Tout cela paraît bien faible au regard des contreparties que vous exigez des personnels.
Il faut bien parler de conflit, compte tenu des multiples courriers que nous recevons et du nombre d'infirmiers qui sont descendus dans la rue la semaine dernière. J'en viens au fond de ce conflit. Cette revalorisation suppose que les personnels de santé concernés acceptent en « échange » de partir à la retraite cinq ans plus tard et, surtout, renoncent à la majoration de durée d'assurance qui leur était accordée depuis la loi Fillon de 2003 en reconnaissance de la pénibilité de leur emploi : pour dix années cotisées, une année supplémentaire se trouvait validée.
Le rapport présenté à la commission des affaires sociales est très clair : la reconnaissance du métier d'infirmier ou de kiné dans le secteur public, qui passe par le recrutement à bac + 3, promesse longtemps attendue et qui satisfait la grande majorité des professionnels, a été l'occasion d'engager des économies pour les régimes de retraite concernés. Selon que 25, 50 ou 75 % des infirmiers susceptibles de liquider leur retraite au cours des dix prochaines années le feront en choisissant la proposition du Gouvernement – soit la revalorisation en catégorie A en échange d'un report de l'âge légal de départ à la retraite et de la suppression de la majoration de durée d'assurance – les économies réalisées par leurs régimes de retraite iraient de 120 à 360 millions d'euros.
Le Président de la République lui-même a expliqué, dans ses voeux aux professionnels de santé, que cette réforme, qui représentait une reconnaissance de ces métiers, avait un coût de 500 millions d'euros. Il s'est bien gardé d'ajouter qu'elle était censée en rapporter près du double ! À l'évidence, les enjeux affichés ne sont pas ceux recherchés. C'est sans doute cette ambiguïté, ou plutôt ce tour de passe-passe, qui provoque une réelle inquiétude sur l'impact de la réforme annoncée et des interrogations sur le nombre de personnes qui partiront à la retraite.
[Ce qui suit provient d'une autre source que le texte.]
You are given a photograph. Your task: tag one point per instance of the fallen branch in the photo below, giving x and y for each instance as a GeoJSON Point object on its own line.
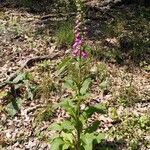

Car nous risquons de voir se reproduire, madame la ministre, le même scénario qu'en 2003 et en 2004. Les Français ont eu si peur de se voir appliquer des règles beaucoup plus strictes qu'ils ont été bien plus nombreux à souhaiter partir à la retraite dès lors qu'ils disposaient des droits pour ce faire.
On peut penser que les infirmières et les infirmiers seront si préoccupés des conditions qui leur seront réservées que les plus proches de l'âge possible de départ à la retraite préfèreront partir à cinquante-cinq ans plutôt que de travailler plus longtemps dans des conditions aussi difficiles. Car, à ces cinq ans supplémentaires, s'ajoute la suppression de la majoration de la durée d'assurance. On peut penser que l'objectif affiché de permettre aux infirmières de rester plus longtemps pour faire face au trou démographique auquel l'hôpital public va être confronté ne sera pas atteint.
Trois raisons nous amènent à nous opposer à ce texte et à demander la suppression de l'article 30 : d'abord, le mépris affiché à cette occasion pour les partenaires sociaux ; ensuite, l'inutilité de ces mesures à quelques mois d'une réforme globale des retraites ; enfin, la suppression de toute prise en compte de la pénibilité.
Le Gouvernement parle beaucoup de rénovation du dialogue social, mais là encore la réalité est moins flamboyante. Un rapide retour sur le calendrier des discussions est éclairant : c'est à la fin 2008 que s'est ouverte une concertation sur l'adaptation des études au format LMD. Le 31 juillet 2009, l'arrêté réformant les études d'infirmier est publié sous votre signature, madame la ministre. S'engagent alors des négociations dans la fonction publique hospitalière mais, dès la fin du mois de novembre, vous choisissez d'interrompre les négociations collectives au profit de négociations bilatérales avec chaque syndicat. Cette manoeuvre de division ne suffit pourtant pas et les syndicats quittent la table des négociations le 14 décembre 2009, après un semestre de tentatives de négociation. Cela ne vous empêche pas de poursuivre et de proposer un texte d'accord qui ne sera signé, le 2 février suivant, que par le seul Syndicat national des cadres hospitaliers : la CGT, la CFDT, FO, la CFE-CGC, la CFTC, l'UNSA, Sud, la Fédération française de la santé, de la médecine et de l'action sociale ainsi que le SNPI le rejettent.